Choosing the Wrong Metrics of Success

Consider the industry and market. Many businesses are seasonal, especially in the eCommerce field. Short-term measurements may hold limited relevance for long-term success. In addition to sales revenue, important considerations may include customer satisfaction, customer turnover, customer engagement, as well as the cost of acquiring new clients. Feedback from customers may prove just as useful and important input for long-term growth as raw numbers reflecting factors such as sales revenue.

Remember the bottom line. Metrics such as site views are a good sign, but don’t let your head puff up until you’ve seen the end rewards. Beyond tactics such as “search engine optimization,” businesses should flesh out their intelligence with a multidimensional approach that provides multiple perspectives and can better develop strategies for the future.

Plan for a Reasonable Balance Between Supply and Demand

In the initial excitement of contract negotiation, business owners might overestimate demand for their projects. Wise entrepreneurs take baby steps while wading through the planning phase. The time for a deeper plunge is after a realistic assessment of product demand. Only after meeting demand becomes a challenge in itself should a new business expand its initial investment.

Too much product at the outset complicates a website, adds to maintenance costs, and wastes the original investment.  There is something to be said for keeping it simple.

Work Out Sales Promotion Strategies in the Early Stages

New business owners can also go overboard with their initial advertising. Remember to carefully ponder sales promotions, and tailor them to your company’s goals. Some business managers can dump money into advertising that can misfire, even harming brand image or simply wasting resources.
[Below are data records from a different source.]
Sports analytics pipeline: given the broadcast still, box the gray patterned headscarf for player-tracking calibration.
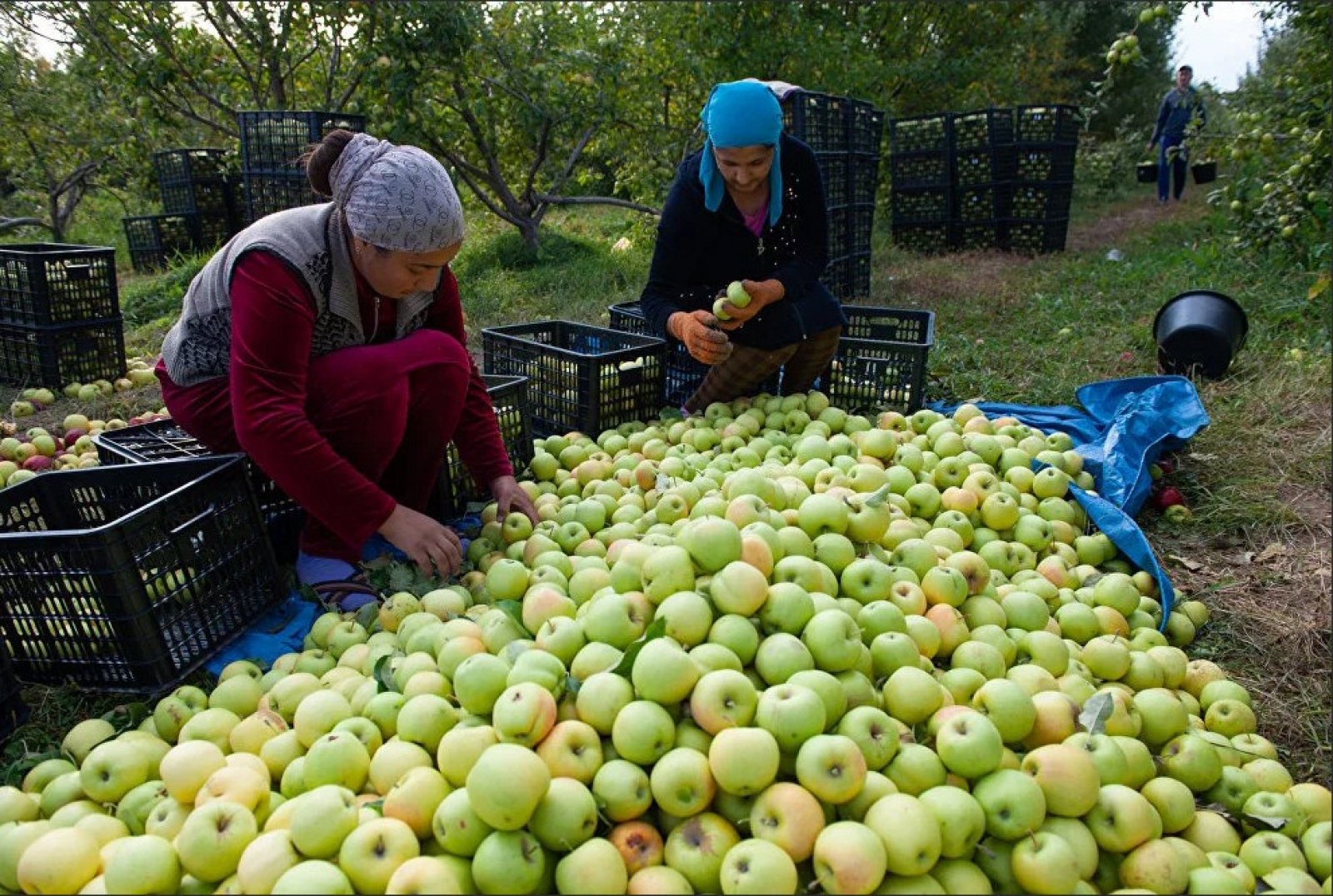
[329,133,462,252]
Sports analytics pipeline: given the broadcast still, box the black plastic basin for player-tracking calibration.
[1153,289,1249,380]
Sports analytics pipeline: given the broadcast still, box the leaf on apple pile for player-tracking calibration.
[1078,694,1115,734]
[612,616,666,679]
[1241,812,1291,831]
[375,654,397,694]
[353,600,380,634]
[1166,553,1204,572]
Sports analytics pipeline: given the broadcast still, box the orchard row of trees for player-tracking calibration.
[0,0,1326,262]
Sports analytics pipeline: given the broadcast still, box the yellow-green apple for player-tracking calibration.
[938,707,1004,779]
[649,747,717,818]
[611,700,676,765]
[337,818,422,894]
[1084,784,1160,854]
[708,727,780,796]
[431,788,495,858]
[176,800,258,883]
[289,784,360,859]
[15,823,102,894]
[467,743,551,832]
[749,781,825,863]
[1011,831,1080,894]
[1021,741,1101,818]
[556,838,629,894]
[811,821,890,894]
[971,768,1050,840]
[755,682,826,754]
[472,832,551,894]
[662,812,740,892]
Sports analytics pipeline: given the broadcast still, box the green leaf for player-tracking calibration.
[375,654,397,692]
[612,616,666,679]
[1078,692,1115,734]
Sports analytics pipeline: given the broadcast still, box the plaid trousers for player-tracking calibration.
[685,326,842,413]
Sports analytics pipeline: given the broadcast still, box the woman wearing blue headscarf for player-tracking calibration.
[642,82,846,412]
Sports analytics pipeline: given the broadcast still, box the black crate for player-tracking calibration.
[236,109,365,173]
[93,420,305,563]
[955,182,1011,222]
[0,316,125,388]
[607,301,778,408]
[949,219,1001,249]
[889,112,953,156]
[1015,104,1082,142]
[782,91,851,152]
[848,153,880,204]
[949,107,1013,152]
[1009,182,1075,220]
[891,220,949,253]
[242,172,329,224]
[0,640,31,744]
[0,242,120,326]
[889,152,951,189]
[815,152,851,209]
[889,187,953,222]
[120,212,233,272]
[846,100,884,159]
[953,142,1016,187]
[1000,219,1069,252]
[816,306,935,413]
[848,202,875,255]
[436,375,533,519]
[1013,142,1078,182]
[482,320,666,439]
[0,455,284,692]
[153,147,231,186]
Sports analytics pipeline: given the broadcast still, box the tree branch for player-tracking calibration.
[535,193,662,216]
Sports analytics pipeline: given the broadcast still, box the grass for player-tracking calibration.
[5,174,1333,780]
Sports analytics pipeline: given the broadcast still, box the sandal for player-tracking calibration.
[307,579,380,614]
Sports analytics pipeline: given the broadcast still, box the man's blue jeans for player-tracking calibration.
[1157,136,1185,202]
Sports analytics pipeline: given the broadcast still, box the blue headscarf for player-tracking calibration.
[698,82,782,226]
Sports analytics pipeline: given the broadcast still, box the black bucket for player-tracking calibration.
[1153,289,1249,380]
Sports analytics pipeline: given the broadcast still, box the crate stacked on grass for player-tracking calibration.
[889,113,953,252]
[482,320,668,439]
[93,420,305,563]
[607,301,780,408]
[782,91,884,299]
[122,147,242,271]
[0,242,125,388]
[236,109,365,224]
[0,455,284,694]
[815,306,935,413]
[1001,104,1080,252]
[433,373,533,519]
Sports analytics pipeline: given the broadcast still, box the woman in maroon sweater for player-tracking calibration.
[158,131,537,605]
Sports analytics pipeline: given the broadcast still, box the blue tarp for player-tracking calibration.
[928,376,1209,628]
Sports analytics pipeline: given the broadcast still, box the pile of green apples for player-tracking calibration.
[0,392,1333,894]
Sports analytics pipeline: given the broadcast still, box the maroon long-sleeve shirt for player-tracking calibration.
[157,251,513,544]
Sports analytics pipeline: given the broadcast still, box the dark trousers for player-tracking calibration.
[685,326,842,412]
[1157,136,1186,202]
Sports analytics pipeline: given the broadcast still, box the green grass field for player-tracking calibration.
[2,181,1333,780]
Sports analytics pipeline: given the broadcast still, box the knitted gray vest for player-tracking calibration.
[162,202,435,386]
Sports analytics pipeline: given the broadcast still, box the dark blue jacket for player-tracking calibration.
[640,133,846,350]
[1151,87,1208,146]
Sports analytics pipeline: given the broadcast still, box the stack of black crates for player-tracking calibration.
[122,147,242,271]
[782,91,884,300]
[0,242,125,390]
[889,105,1078,252]
[236,109,365,224]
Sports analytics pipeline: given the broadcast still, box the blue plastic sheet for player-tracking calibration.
[928,376,1209,628]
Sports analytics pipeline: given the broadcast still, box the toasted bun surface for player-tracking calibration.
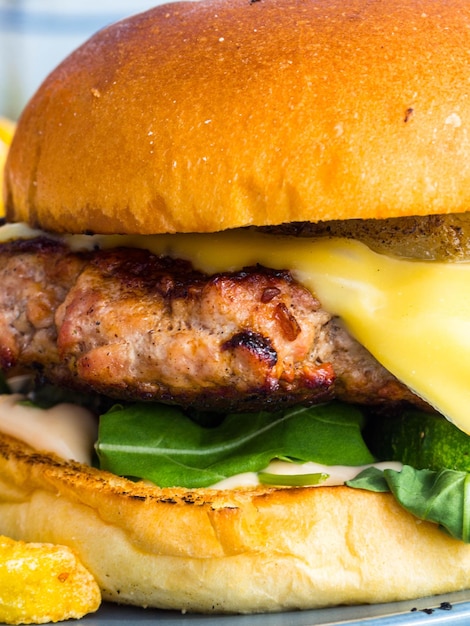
[6,0,470,234]
[0,428,470,612]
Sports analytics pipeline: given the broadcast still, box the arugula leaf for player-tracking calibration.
[96,403,374,487]
[347,465,470,543]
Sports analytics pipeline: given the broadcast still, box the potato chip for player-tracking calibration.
[0,536,101,624]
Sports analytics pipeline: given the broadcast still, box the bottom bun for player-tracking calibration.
[0,428,470,613]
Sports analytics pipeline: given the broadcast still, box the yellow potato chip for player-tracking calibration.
[0,117,16,217]
[0,536,101,624]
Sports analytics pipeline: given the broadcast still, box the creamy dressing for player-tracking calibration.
[3,226,470,434]
[211,460,403,489]
[0,393,97,465]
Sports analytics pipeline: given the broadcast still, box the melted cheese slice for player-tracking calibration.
[3,224,470,434]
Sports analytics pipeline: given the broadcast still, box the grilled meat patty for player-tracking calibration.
[0,238,420,410]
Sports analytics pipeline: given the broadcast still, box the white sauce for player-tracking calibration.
[0,393,97,465]
[212,461,403,489]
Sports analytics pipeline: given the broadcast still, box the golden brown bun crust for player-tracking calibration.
[0,428,470,612]
[6,0,470,234]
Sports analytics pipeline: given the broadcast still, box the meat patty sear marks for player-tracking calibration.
[0,238,422,410]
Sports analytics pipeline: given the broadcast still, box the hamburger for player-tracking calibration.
[0,0,470,613]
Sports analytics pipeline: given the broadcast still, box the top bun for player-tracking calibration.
[5,0,470,234]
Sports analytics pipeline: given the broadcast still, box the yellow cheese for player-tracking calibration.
[3,224,470,433]
[88,231,470,434]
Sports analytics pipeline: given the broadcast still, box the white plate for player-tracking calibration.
[63,591,470,626]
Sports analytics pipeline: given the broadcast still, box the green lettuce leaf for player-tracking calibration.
[347,465,470,543]
[96,403,374,487]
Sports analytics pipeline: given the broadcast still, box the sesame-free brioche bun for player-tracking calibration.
[0,428,470,613]
[6,0,470,234]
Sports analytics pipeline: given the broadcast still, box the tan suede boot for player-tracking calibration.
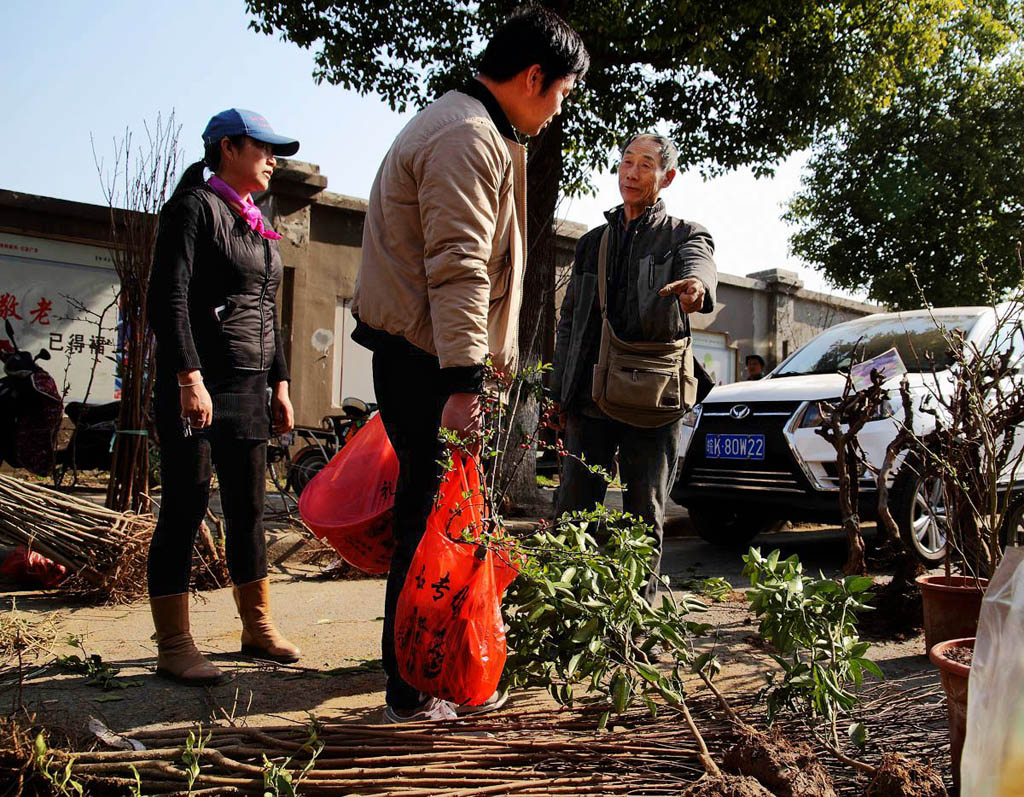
[150,593,226,686]
[232,579,300,664]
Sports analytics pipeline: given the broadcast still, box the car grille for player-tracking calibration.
[682,402,810,493]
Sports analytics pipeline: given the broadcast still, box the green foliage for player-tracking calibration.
[505,506,708,726]
[33,731,85,797]
[181,724,213,792]
[785,0,1024,308]
[743,548,883,739]
[263,714,325,797]
[246,0,963,189]
[57,636,142,691]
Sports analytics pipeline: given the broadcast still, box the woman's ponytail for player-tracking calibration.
[168,161,206,201]
[168,135,246,202]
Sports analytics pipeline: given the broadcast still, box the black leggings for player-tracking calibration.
[146,434,266,597]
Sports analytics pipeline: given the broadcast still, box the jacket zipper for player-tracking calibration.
[259,238,270,371]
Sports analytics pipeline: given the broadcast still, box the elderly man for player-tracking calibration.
[551,133,718,602]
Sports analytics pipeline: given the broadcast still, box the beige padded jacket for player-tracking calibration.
[353,91,526,370]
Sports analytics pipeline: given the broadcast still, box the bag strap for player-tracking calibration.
[597,224,611,321]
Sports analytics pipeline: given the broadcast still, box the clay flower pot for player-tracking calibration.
[915,575,988,661]
[928,636,974,788]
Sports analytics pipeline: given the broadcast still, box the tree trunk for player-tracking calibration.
[506,110,562,512]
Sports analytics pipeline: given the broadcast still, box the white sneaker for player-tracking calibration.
[381,698,459,725]
[455,689,509,717]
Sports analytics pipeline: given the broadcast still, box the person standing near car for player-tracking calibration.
[550,133,718,601]
[147,109,299,686]
[352,6,589,722]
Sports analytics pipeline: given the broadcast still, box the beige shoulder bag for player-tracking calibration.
[592,229,697,428]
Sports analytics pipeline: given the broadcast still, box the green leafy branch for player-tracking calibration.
[743,548,885,748]
[263,714,326,797]
[497,506,709,726]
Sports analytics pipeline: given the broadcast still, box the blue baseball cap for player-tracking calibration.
[197,108,299,158]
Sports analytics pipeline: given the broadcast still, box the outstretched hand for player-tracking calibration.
[657,277,705,312]
[441,393,481,457]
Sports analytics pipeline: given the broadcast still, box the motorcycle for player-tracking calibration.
[0,319,63,476]
[267,397,377,498]
[56,402,121,475]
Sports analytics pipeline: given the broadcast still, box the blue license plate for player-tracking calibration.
[705,434,765,459]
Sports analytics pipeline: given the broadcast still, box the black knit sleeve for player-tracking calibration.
[267,307,292,385]
[147,196,205,372]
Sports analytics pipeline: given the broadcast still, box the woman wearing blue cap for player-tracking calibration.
[147,109,299,685]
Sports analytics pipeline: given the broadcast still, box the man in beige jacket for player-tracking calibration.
[352,7,590,722]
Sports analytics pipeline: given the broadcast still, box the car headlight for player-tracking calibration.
[799,402,824,429]
[799,396,903,429]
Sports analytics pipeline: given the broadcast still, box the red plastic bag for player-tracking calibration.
[0,545,68,589]
[394,456,519,706]
[299,414,398,575]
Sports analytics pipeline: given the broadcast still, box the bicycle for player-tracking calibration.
[266,397,377,502]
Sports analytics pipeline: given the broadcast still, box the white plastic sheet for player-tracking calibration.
[961,548,1024,797]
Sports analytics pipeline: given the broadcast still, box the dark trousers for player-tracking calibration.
[557,412,680,603]
[146,429,266,597]
[374,351,449,709]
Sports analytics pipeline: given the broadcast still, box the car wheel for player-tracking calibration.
[288,446,328,498]
[889,459,949,568]
[687,504,783,548]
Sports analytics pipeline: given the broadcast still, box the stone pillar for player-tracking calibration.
[746,268,804,370]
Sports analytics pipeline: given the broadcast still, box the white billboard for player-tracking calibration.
[0,233,121,404]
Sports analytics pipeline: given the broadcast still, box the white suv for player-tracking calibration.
[672,307,1024,562]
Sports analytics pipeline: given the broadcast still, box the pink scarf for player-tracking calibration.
[207,174,281,241]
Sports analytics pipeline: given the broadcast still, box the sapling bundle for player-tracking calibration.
[0,474,227,602]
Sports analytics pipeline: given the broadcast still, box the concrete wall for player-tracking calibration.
[704,268,885,369]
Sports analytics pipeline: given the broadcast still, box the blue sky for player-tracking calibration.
[0,0,847,290]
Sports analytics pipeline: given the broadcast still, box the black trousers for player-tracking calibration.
[146,428,266,597]
[374,351,449,709]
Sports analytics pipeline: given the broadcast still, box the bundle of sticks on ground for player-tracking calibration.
[0,474,228,602]
[14,683,949,797]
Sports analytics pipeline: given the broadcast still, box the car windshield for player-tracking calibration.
[773,311,980,376]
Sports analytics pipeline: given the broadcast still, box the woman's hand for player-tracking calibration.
[270,381,295,434]
[178,371,213,429]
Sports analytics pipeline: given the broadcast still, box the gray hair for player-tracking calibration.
[623,133,679,171]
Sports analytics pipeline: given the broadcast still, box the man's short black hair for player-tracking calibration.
[479,5,590,91]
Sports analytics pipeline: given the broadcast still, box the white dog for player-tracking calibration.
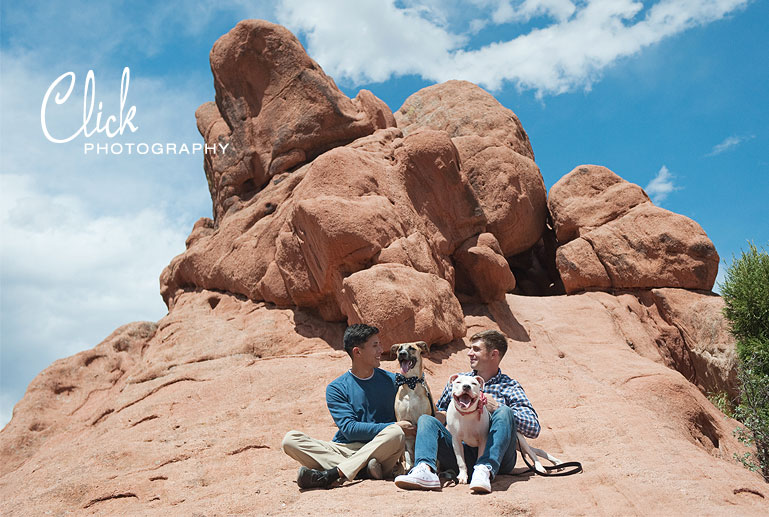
[446,374,561,483]
[446,374,489,483]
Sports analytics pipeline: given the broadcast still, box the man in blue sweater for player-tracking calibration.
[282,324,416,488]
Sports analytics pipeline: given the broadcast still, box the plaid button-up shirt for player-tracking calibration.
[435,370,540,438]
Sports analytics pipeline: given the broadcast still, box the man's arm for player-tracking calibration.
[326,383,393,442]
[508,381,540,438]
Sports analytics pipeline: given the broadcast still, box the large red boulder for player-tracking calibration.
[196,20,395,220]
[547,165,649,244]
[341,264,465,349]
[395,81,547,257]
[549,166,719,293]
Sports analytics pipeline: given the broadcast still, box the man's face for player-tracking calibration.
[356,334,382,368]
[467,339,499,370]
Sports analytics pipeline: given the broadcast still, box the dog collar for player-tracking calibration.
[395,373,425,390]
[454,392,488,420]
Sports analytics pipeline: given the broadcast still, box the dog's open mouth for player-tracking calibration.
[454,393,475,411]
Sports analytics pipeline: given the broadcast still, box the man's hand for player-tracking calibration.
[395,420,417,436]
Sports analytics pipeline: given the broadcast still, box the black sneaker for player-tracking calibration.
[296,467,338,488]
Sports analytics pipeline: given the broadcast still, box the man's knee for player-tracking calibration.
[381,424,406,445]
[491,405,515,429]
[417,414,443,430]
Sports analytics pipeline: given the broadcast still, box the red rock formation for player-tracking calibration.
[0,290,769,516]
[0,21,769,515]
[549,166,719,293]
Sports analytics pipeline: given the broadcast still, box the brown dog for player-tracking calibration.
[390,341,435,472]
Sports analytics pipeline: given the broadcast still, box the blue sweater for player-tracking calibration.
[326,368,398,443]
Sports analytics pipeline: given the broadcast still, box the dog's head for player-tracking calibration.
[390,341,428,377]
[449,374,483,412]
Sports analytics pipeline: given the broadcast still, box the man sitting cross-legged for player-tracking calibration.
[282,324,416,488]
[395,330,540,493]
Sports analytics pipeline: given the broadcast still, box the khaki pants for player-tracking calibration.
[281,424,406,480]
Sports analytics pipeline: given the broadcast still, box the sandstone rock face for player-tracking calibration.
[161,28,536,344]
[652,289,739,400]
[0,288,769,516]
[342,264,465,350]
[395,81,547,256]
[454,233,515,303]
[547,165,650,243]
[0,21,756,516]
[548,166,719,293]
[196,20,395,220]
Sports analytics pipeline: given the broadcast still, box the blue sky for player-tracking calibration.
[0,0,769,425]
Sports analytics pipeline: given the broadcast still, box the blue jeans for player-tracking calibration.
[414,405,518,477]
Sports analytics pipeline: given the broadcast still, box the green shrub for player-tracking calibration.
[721,244,769,482]
[721,243,769,340]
A tasteless, spammy, or annoying sales promotion does no one favors. Neither do wasteful practices such as carelessly executed free sample campaigns. Remember that ads should take advantage of the right time, place, and style to effectively influence potential clientele.

Prioritize Wise Contract Negotiation

Irrational optimism can doom new companies. Small business owners need to put together contracts with the worst possible outcomes in mind. Human nature tends to assume everything will go smoothly, but the inevitable snags often pop up unexpectedly. Veteran business owners should pour over contracts with a fine-tooth comb with an eye toward the life of a contract rather than the bare minimums and the foreseeable future.

Careless Choice of Advertising Partners

Remember that you have as much of a right to choose your advertisers as they do to choose you. Advertisers need to stay relevant, ethical, and lucrative. Advertisements should stay interesting and tasteful. In other words, new business owners should maintain self-respect and not get carried away in the excitement of finally receiving sponsorship.

Consider Effective Customer Contact Strategies

Email lists can provide a free method to reach prospects on demand. Remember to form these lists quickly, efficiently, and ethically. When soliciting contact information, make sure to obtain a full profile of the customer’s interests, goals, and potential. Effective customer contact lists can save a fortune in advertising later.

Conclusion

Ecommerce presents its own set of risks. Without careful contemplation, Veteran Business Owners can go overboard in the wrong direction at the outset, in ways that can quickly deplete resources. The remote nature of the online customer relationship amplifies these. Careful, realistic, and multidimensional feedback and planning can effectively prepare for success in the modern, largely internet-based economy.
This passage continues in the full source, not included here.